Há um sentimento coletivo de desesperança. Muitos não confiam nas autoridades e acreditam que as ações de enfrentamento à crise climática são insuficientes”, explica Juliana. Essa percepção de instabilidade global, segundo ela, interfere diretamente nas decisões sobre maternidade e paternidade.

A psicóloga ressalta que a ansiedade ambiental não se restringe ao medo do aquecimento global, mas à sensação de impotência diante de problemas que parecem maiores do que o indivíduo. Isso leva muitas pessoas a adiar a ideia de ter filhos até que exista um cenário mais seguro — emocional e ambientalmente.
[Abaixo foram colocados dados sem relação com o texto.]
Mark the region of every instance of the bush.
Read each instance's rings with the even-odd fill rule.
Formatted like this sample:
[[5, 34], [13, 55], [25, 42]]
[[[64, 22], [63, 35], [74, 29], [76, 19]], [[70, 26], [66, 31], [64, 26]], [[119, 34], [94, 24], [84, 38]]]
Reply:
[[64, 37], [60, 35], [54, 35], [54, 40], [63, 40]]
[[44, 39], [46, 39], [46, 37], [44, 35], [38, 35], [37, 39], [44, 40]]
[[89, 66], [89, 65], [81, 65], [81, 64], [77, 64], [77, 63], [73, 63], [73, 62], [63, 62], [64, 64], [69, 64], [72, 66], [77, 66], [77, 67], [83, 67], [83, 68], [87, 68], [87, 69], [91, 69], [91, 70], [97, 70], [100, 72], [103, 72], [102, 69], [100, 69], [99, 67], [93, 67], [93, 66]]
De acordo com a especialista, a psicologia pode ajudar a transformar essa angústia em reflexão e planejamento, porque o papel do terapeuta é abrir espaço para que o paciente possa elaborar seus medos, enxergar possibilidades e pensar em um futuro que possa mudar.

Sustentabilidade reprodutiva: um novo olhar sobre o futuro

Para o ginecologista e especialista em reprodução humana Emerson Cordts, o impacto da crise climática já aparece, de forma indireta, nas clínicas de fertilidade. Segundo ele, o medo do futuro e as mudanças ambientais alteram o perfil de quem busca tratamento.

“Muitos casais estão mais conscientes dos desafios globais, mas também mais inseguros. Isso faz com que adiem a decisão de ter filhos e procurem ajuda em idades mais avançadas”, observa o médico.

Ele reforça que o conceito de sustentabilidade reprodutiva — pensar o futuro da fertilidade com responsabilidade social e ambiental — é essencial para lidar com esse novo cenário.

Cordts alerta ainda que a queda da fecundidade já é uma tendência global. Segundo ele, as pessoas vivem mais e tem menos filhos. E essa equação impacta a economia, a força de trabalho e o cuidado com os idosos. Ao mesmo tempo, mostra que as pessoas estão repensando o que significa gerar uma vida em tempos de incerteza.

Quando a maternidade deixa de ser o centro

No caso de Mariana, a decisão de não ter filhos não nasceu do medo, mas da coerência com sua visão de mundo. Ela busca viver de forma mais sustentável, com escolhas de consumo conscientes, alimentação orgânica e redução de lixo.

“Não ter o desejo de engravidar, para mim, já é uma forma de contribuir. Não precisamos de mais humanos no mundo”, diz.

Especialistas afirmam que decisões como essa refletem uma mudança cultural e psicológica: a maternidade deixa de ser um caminho inevitável e passa a ser uma escolha ética, influenciada por fatores ambientais, emocionais e sociais.

Juliana observa que o aumento desses casos é também um sinal de autonomia. “A decisão de não gerar filhos pode representar maturidade emocional e consciência social. O importante é que seja feita de forma livre e informada, sem culpa nem pressão”, afirma.

O medo e a responsabilidade

O avanço das mudanças climáticas, os eventos extremos e a percepção de que o planeta caminha para um ponto crítico estão, aos poucos, redefinindo o conceito de família. Para muitos jovens, a responsabilidade de criar uma nova vida vai além da biologia: envolve pensar na sustentabilidade do mundo em que essa vida vai crescer.

O desafio, apontam os especialistas, é encontrar equilíbrio entre o medo e a esperança — entre reconhecer os riscos e seguir acreditando que há futuro possível.